To find the number of symmetric relations on the set $$\{1,2,3,4\}$$ that are not reflexive, we first calculate the total number of symmetric relations and then subtract the count of those that are both symmetric and reflexive.

A symmetric relation involves pairs where if a pair (x, y) is in the relation, then (y, x) is also in the relation. For a set with $$n$$ elements, there are $$\frac{n(n+1)}{2}$$ slots in the relation matrix that can independently be occupied or not, corresponding to a total of $$2^{\frac{n(n+1)}{2}}$$ possible symmetric relations.
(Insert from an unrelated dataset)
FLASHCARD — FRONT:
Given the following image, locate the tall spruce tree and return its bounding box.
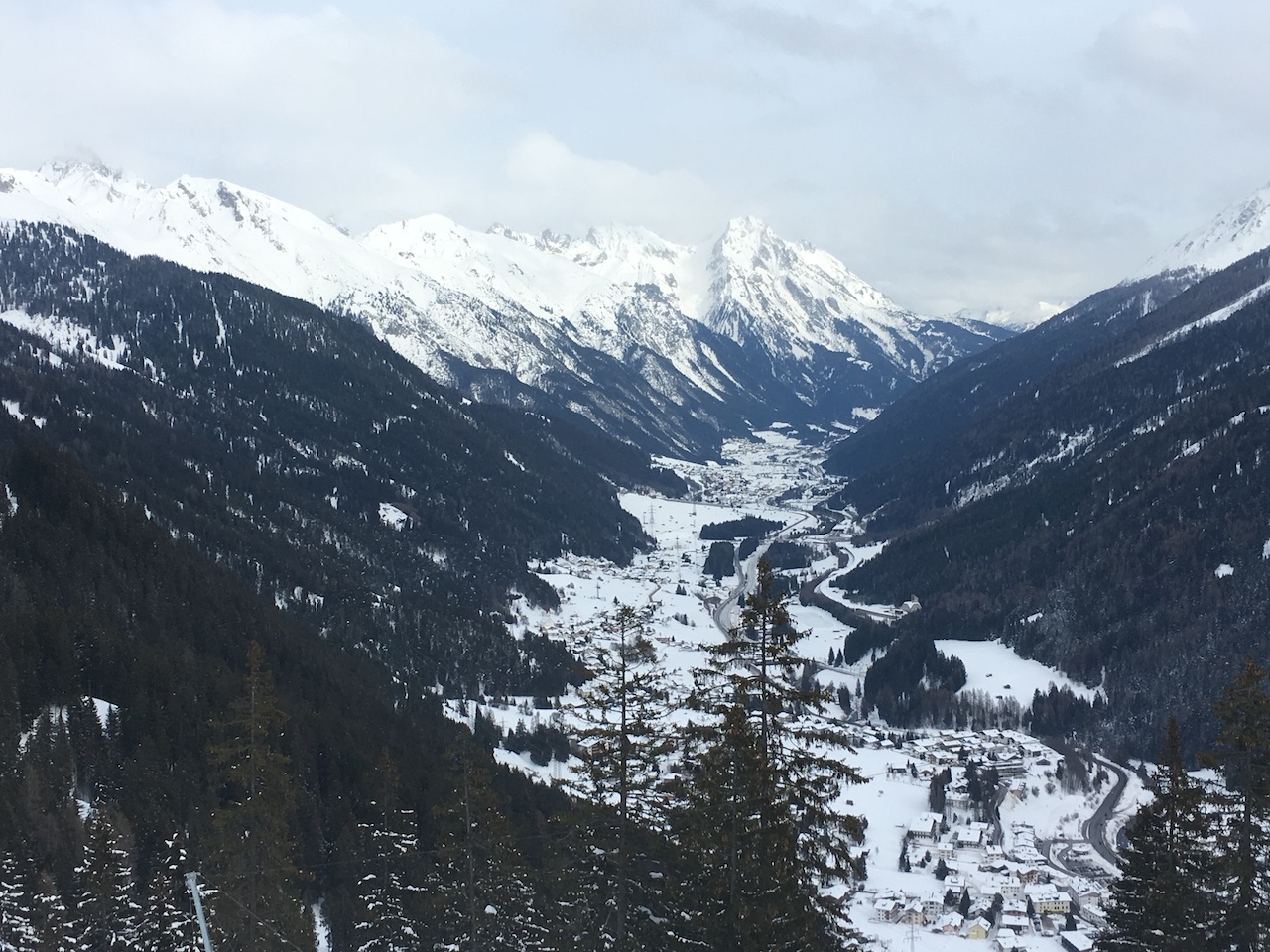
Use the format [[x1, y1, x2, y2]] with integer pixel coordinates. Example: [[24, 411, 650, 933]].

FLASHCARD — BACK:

A relation is reflexive if every element is related to itself, requiring all diagonal slots of the relation matrix (n of them) to be filled. The remaining $$\frac{n(n-1)}{2}$$ slots can be filled in any manner, leading to $$2^{\frac{n(n-1)}{2}}$$ reflexive (and possibly symmetric) relations.

For the set $$\{1,2,3,4\}$$ ($$n=4$$):

• Total symmetric relations: $$2^{\frac{4(4+1)}{2}} = 2^{10} = 1024$$
• Symmetric and reflexive relations: $$2^{\frac{4(4-1)}{2}} = 2^{6} = 64$$

Therefore, the number of symmetric relations that are not reflexive: $$1024 - 64 = 960$$.